We learned too about the perception from the young people with whom these women had spoken, of the desire for independence of Quebec, confirmed by the proprietor of the B and B in which we stayed, that Quebec independence is going to occur, not immediately but within a decade. And that the rest of Canada has very little influence in that regard, that events are already moving, inexorably, in that direction.
And, for a Canadian "patriot" of many decades, married to an American woman who has recently become a Canadian citizen (holding dual passports), I was saddened, dismayed and discouraged.
Here is this vibrant society pulsing with both history and hospitality, artistic, imaginative, literate and compelling, within the national borders of my homeland, yet having grown weary of its treatment by Canada, and knowing that most Canadians do not care anymore about what Quebec does, so...
the road has been made more straight, level and unimpeded for the movement to sovereignty...as they define the word.

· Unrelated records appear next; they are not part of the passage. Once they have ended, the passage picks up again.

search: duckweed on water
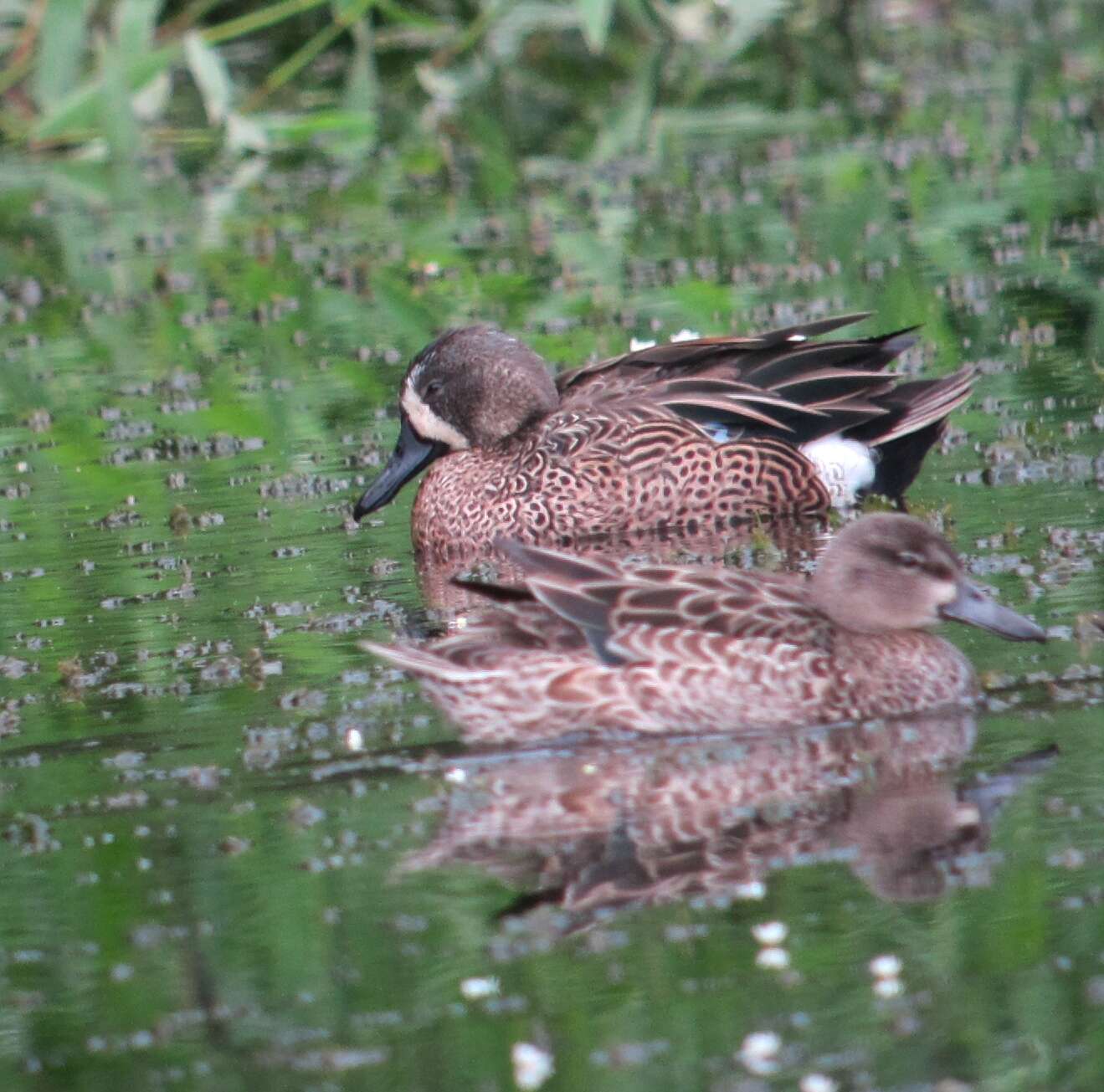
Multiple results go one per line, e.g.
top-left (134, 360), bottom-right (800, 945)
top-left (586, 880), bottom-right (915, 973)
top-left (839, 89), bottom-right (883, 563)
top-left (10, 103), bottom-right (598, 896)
top-left (0, 4), bottom-right (1104, 1092)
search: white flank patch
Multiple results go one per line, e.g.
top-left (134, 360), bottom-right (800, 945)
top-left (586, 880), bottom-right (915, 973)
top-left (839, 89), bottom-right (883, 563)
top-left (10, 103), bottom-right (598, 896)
top-left (398, 382), bottom-right (471, 452)
top-left (800, 433), bottom-right (875, 508)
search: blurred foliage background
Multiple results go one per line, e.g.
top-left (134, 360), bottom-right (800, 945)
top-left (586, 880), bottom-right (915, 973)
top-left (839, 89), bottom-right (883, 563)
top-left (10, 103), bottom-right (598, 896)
top-left (0, 0), bottom-right (1104, 1092)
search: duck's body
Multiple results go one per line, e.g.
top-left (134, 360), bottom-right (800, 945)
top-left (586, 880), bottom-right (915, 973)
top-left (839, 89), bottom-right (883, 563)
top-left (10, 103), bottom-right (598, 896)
top-left (369, 515), bottom-right (1043, 742)
top-left (354, 315), bottom-right (972, 559)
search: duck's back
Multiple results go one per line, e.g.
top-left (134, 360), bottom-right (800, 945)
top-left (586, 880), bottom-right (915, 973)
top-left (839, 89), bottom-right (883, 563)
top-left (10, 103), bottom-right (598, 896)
top-left (412, 398), bottom-right (830, 559)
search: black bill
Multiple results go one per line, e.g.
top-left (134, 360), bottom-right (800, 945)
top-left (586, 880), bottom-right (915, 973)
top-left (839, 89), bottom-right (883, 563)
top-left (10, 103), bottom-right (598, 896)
top-left (352, 413), bottom-right (449, 520)
top-left (939, 581), bottom-right (1046, 640)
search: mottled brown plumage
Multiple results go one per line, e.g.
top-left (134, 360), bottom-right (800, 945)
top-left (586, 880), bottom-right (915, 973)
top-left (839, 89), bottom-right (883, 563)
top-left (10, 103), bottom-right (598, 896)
top-left (366, 514), bottom-right (1043, 741)
top-left (354, 315), bottom-right (972, 559)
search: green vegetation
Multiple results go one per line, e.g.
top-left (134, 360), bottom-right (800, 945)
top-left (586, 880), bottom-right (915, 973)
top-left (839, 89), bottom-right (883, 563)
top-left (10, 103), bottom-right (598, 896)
top-left (0, 0), bottom-right (1104, 1092)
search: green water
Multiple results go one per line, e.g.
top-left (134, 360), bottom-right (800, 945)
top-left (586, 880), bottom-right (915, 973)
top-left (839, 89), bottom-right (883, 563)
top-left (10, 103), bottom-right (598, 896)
top-left (0, 9), bottom-right (1104, 1092)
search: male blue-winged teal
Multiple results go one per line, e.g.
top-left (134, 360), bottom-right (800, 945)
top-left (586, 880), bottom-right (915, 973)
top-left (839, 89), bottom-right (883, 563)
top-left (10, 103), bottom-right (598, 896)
top-left (353, 315), bottom-right (972, 560)
top-left (366, 512), bottom-right (1045, 741)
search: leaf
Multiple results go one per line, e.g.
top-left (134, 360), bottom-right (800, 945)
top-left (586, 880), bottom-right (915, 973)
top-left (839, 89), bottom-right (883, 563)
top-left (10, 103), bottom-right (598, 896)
top-left (184, 31), bottom-right (234, 125)
top-left (575, 0), bottom-right (614, 53)
top-left (31, 0), bottom-right (90, 110)
top-left (111, 0), bottom-right (162, 56)
top-left (31, 42), bottom-right (180, 141)
top-left (131, 72), bottom-right (172, 121)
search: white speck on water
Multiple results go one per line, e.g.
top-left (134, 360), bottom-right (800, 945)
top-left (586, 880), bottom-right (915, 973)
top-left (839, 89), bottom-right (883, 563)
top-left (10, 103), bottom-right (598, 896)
top-left (460, 977), bottom-right (501, 1002)
top-left (510, 1043), bottom-right (555, 1089)
top-left (732, 880), bottom-right (766, 899)
top-left (873, 978), bottom-right (904, 998)
top-left (755, 946), bottom-right (789, 971)
top-left (870, 955), bottom-right (902, 978)
top-left (740, 1031), bottom-right (782, 1077)
top-left (752, 920), bottom-right (789, 944)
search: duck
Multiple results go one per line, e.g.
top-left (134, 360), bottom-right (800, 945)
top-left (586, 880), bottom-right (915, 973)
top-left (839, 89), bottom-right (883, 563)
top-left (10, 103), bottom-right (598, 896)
top-left (363, 512), bottom-right (1045, 743)
top-left (352, 314), bottom-right (973, 561)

From A Fair Country, by John Ralston Saul, p. 4:
...we struggle endlessly with the concept of sovereignty. Why ? Because the concept we are searching for is not part of the Western tradition. What we are after is an indigenous idea with which we have centuries of experience The Mohawk call it 'tewatutowie'. It is all about being able both to help yourself and to look at yourself: "Sovereignty is harmony achieved through balanced relationships." This is very different from the England-U.S. English meaning or the France French meaning. In the European tradition, sovereignty is built around all sorts of rigid legalistic implications defining borders and the application of laws....

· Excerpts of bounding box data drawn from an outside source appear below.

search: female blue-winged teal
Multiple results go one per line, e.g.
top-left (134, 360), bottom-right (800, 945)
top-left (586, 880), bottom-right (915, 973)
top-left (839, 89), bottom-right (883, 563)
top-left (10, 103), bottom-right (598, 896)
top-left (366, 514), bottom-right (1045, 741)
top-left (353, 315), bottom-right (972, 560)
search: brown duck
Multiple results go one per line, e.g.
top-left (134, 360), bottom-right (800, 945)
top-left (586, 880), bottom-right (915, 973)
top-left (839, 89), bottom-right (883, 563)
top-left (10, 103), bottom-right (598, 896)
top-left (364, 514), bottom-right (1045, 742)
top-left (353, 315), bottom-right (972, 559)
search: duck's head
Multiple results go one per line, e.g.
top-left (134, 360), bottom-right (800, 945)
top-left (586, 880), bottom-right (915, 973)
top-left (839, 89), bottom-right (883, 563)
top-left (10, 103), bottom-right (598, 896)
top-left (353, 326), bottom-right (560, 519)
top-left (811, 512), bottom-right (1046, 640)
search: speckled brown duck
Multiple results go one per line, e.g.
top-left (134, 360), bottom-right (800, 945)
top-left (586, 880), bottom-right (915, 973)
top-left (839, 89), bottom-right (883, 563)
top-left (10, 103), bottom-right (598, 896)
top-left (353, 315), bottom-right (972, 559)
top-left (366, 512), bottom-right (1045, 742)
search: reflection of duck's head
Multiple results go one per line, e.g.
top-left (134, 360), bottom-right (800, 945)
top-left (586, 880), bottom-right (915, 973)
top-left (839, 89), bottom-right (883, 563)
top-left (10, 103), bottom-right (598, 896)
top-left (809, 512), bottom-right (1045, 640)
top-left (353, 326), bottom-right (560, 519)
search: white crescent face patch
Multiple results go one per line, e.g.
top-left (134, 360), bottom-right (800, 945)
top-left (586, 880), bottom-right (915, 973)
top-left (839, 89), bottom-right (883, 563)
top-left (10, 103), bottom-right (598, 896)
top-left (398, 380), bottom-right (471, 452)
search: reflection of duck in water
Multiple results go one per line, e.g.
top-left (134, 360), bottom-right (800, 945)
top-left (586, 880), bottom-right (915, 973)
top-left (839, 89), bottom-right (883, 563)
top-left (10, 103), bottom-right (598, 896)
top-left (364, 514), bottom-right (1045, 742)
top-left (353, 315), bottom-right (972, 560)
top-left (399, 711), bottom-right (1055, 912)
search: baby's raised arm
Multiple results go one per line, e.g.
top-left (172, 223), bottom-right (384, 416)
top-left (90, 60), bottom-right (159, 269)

This is one way of understanding the continuing frustration over the place of Quebec in Canada--frustration both from within Quebec and in the rest of Canada. It comes from our confused sense of concepts such as sovereignty. We feel it to mean one thing but intellectually oblige ourselves to explain it to mean another. We may feel or sense differently because of the long-term Aboriginal influence.
In this little corner of the universe, this small voice will be still calling out for both Canada and Quebec to keep talking as long as I have breath, without having to resort either to arms or divorce, in order to accommodate our significant differences, making us one of the most diverse, and energetic experiments in human development, as a national circle, that welcome differences, entertains heated arguments, and strives to continue to talk, because the journey IS the destination, not arriving somewhere else.